SPARQL and Big Data (and NoSQL) by Bob DuCharme.
From the post:
How to pursue the common ground?
I think it’s obvious that SPARQL and other RDF-related technologies have plenty to offer to the overlapping worlds of Big Data and NoSQL, but this doesn’t seem as obvious to people who focus on those areas. For example, the program for this week’s Strata conference makes no mention of RDF or SPARQL. The more I look into it, the more I see that this flexible, standardized data model and query language align very well with what many of those people are trying to do.
But, we semantic web types can’t blame them for not noticing. If you build a better mouse trap, the world won’t necessarily beat a path to your door, because they have to find out about your mouse trap and what it does better. This requires marketing, which requires talking to those people in language that they understand, so I’ve been reading up on Big Data and NoSQL in order to better appreciate what they’re trying to do and how.

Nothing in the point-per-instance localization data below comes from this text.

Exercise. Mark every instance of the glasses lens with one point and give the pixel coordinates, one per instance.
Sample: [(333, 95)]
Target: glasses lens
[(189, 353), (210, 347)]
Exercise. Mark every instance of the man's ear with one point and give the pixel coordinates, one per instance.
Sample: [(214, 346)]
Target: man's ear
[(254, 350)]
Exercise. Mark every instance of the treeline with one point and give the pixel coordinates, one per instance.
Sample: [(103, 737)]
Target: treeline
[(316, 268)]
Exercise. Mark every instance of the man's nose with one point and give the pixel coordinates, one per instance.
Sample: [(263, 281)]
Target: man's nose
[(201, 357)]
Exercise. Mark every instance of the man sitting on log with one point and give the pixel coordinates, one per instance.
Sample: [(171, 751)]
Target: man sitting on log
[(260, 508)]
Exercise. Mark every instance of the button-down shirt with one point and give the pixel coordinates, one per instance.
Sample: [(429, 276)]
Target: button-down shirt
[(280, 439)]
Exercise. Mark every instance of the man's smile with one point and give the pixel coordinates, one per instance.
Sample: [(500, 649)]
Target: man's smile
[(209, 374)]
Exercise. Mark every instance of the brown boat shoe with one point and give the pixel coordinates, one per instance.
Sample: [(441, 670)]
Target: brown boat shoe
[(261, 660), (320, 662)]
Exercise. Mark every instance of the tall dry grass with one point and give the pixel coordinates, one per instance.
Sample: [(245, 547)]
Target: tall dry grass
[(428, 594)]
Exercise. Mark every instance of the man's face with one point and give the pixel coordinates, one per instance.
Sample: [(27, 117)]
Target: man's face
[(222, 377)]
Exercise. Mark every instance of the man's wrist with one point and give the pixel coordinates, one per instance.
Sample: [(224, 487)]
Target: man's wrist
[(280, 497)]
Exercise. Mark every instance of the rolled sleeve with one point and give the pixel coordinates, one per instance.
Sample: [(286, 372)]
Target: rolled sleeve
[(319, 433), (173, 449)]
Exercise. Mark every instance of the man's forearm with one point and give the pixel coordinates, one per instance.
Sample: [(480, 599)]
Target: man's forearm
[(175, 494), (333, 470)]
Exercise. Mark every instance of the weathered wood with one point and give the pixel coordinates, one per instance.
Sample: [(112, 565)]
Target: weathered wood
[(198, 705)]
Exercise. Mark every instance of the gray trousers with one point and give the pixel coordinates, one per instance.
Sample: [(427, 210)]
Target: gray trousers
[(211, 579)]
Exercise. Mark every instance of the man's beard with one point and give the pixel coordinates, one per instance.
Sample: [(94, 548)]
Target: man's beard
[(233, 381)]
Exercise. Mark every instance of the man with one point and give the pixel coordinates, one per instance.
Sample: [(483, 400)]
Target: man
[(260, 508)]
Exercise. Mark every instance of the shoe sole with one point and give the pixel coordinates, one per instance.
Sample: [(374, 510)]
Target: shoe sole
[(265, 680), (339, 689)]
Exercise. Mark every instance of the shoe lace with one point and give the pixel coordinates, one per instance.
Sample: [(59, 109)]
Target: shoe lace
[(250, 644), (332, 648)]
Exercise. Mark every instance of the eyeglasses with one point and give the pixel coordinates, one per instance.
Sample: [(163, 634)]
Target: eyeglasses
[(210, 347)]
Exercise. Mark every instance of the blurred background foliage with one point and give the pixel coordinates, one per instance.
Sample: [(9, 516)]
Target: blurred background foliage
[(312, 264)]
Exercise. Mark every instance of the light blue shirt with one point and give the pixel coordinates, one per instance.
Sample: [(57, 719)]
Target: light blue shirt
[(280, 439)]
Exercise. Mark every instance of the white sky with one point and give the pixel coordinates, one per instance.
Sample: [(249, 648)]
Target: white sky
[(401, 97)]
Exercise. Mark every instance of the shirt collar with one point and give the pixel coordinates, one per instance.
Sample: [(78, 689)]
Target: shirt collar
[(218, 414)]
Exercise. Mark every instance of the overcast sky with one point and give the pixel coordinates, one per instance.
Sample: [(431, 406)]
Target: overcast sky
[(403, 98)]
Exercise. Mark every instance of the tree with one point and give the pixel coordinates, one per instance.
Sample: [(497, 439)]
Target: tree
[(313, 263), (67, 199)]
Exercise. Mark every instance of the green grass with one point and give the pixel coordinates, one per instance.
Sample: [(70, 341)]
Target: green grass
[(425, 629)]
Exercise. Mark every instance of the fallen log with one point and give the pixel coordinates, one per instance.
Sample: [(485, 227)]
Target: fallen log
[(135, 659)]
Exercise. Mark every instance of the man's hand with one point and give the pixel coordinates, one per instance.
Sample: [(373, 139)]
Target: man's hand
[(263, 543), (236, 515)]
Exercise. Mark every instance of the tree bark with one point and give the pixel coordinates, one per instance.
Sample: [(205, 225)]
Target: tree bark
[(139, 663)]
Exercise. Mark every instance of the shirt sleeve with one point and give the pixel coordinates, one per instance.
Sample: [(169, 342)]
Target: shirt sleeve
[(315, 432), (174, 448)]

A great place to start is the excellent (free!) booklet Planning for Big Data by Edd Dumbill. (Others contributed a few chapters.) For a start, he describes data that “doesn’t fit the strictures of your database architectures” as a good candidate for Big Data approaches. That’s a good start for us. Here are a few longer quotes that I found interesting, starting with these two paragraphs from the section titled “Ingesting and Cleaning” after a discussion about collecting data from multiple different sources (something else that RDF and SPARQL are good at):
Bob has a very good point: marketing “…requires talking to those people in language that they understand….”
That is, no matter how “good” we think a solution may be, it won’t interest others until we explain it in terms they “get.”
But “marketing” requires more than a lingua franca.
Once an offer is made and understood, it must interest the other person. Or it is very poor marketing.
We may think that any sane person would jump at the chance to reduce the time and expense of data cleaning. But that isn’t necessarily the case.
I once made a proposal that would substantially reduce the time and expense for maintaining membership records. Records that spanned decades and were growing every year (hard copy). I made the proposal, thinking it would be well received.
Hardly. I was called into my manager’s office and got a lecture on how the department in question had more staff, a larger budget, etc., than any other department. They had no interest whatsoever in my proposal and that I should not presume to offer further advice. (Years later my suggestion was adopted when budget issues forced the issue.)
Efficient information flow interested me but not management.
Bob and the rest of us need to ask the traditional question: Cui bono? (To whose benefit?)
Semantic technologies, just like any other, have winners and losers.
To effectively market our wares, we need to identify both.